Chancellor announces more funding for childcare

Chancellor Announces More Funding for Childcare

Rishi Sunak, the Chancellor of the Exchequer has delivered his budget speech, detailing the government’s spending plans for the next few years. Despite a reputation for financial austerity, the Covid-19 crisis has forced Sunak’s hand over the past year to commit the government to serious spending in order to keep the economy going. This is potentially good news for the childcare sector as the pandemic has proved that it is absolutely vital to the country’s livelihood and moreover – as venture capitalists have increasingly understood in recent years- it is an industry in which expenditure pays real dividends.

Accordingly Sunak has committed to an additional £160m funding in 2022-23, £180m in 2023-24 and £170m in 2024-25. Commenting on the announcement, childcare minister Will Quince tweeted that the extra money specifically for “local authorities to increase hourly rates paid to childcare providers for the government’s free childcare entitlement offers and reflects the costs of inflation and national living wage increases.” These are undoubtedly impressive sums and have been generally been welcomed by sector trade associations, who have long campaigned for an increase in funding. There is still a note of caution however, and many within the sector will wait until they see how the money is actually spent before they start writing thank you notes to the chancellor.
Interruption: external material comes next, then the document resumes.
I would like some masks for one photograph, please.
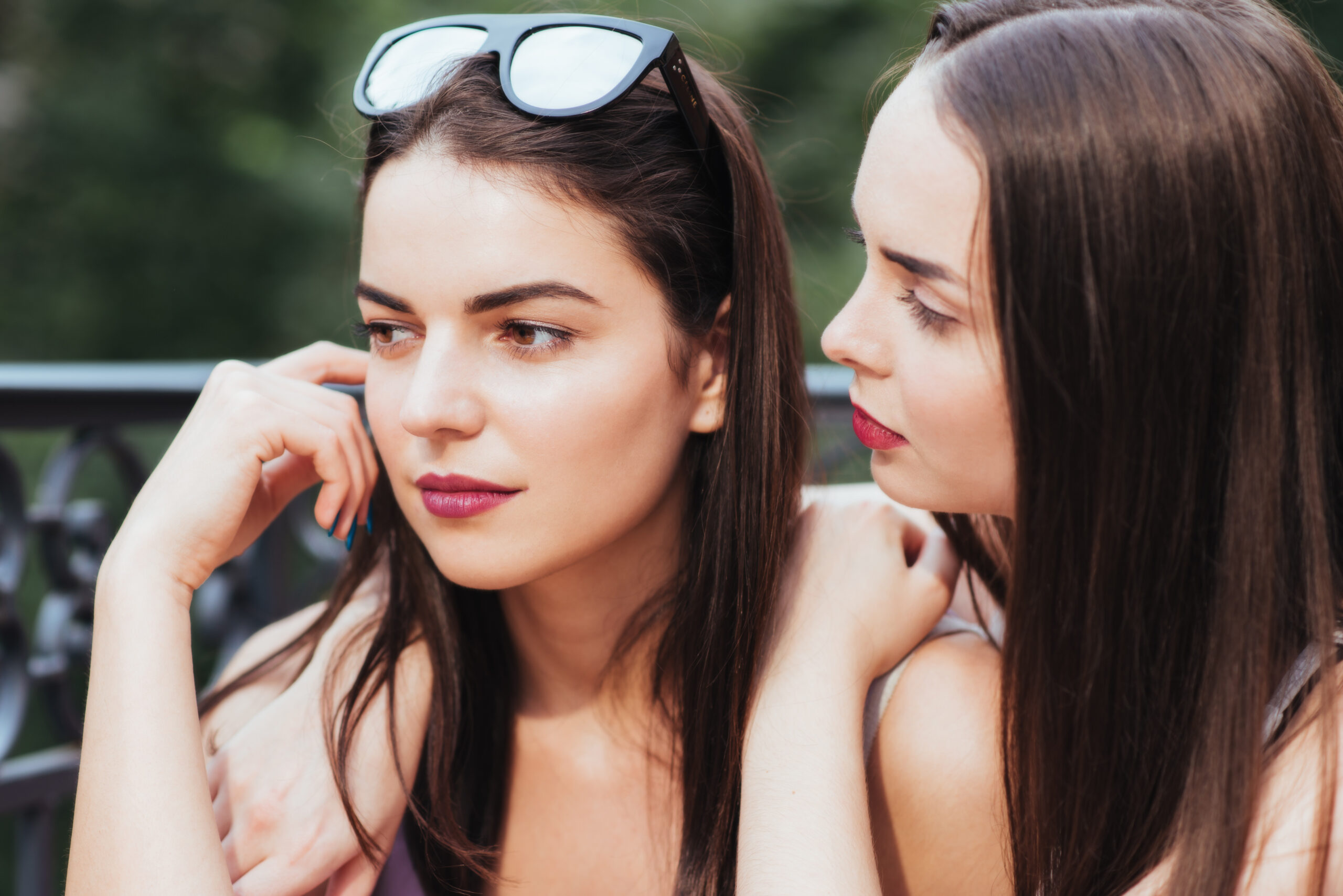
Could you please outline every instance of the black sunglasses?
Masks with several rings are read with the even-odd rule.
[[[355,107],[376,118],[427,97],[453,66],[479,52],[500,60],[510,103],[541,118],[568,118],[623,99],[658,68],[709,174],[729,188],[717,129],[704,109],[676,34],[614,16],[462,15],[388,31],[364,60]]]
The budget was not all good news for the childcare sector however. Business rates relief, which was offered during the pandemic will not continue, despite the retail, leisure and hospitality sectors being offered a 50% discount for the next year. There is some hope that this may be an oversight – the childcare sector was only included in the existing relief after a vocal campaign – and the government is being urged to revisit the decision. 

Funding will always be  a concern for a sector where margins are inevitably tight and competition for staff is growing ever more fierce. The government’s recognition of this is a very positive sign, but it does not mean there will not be further demands as the economy comes back to life in the post-pandemic world.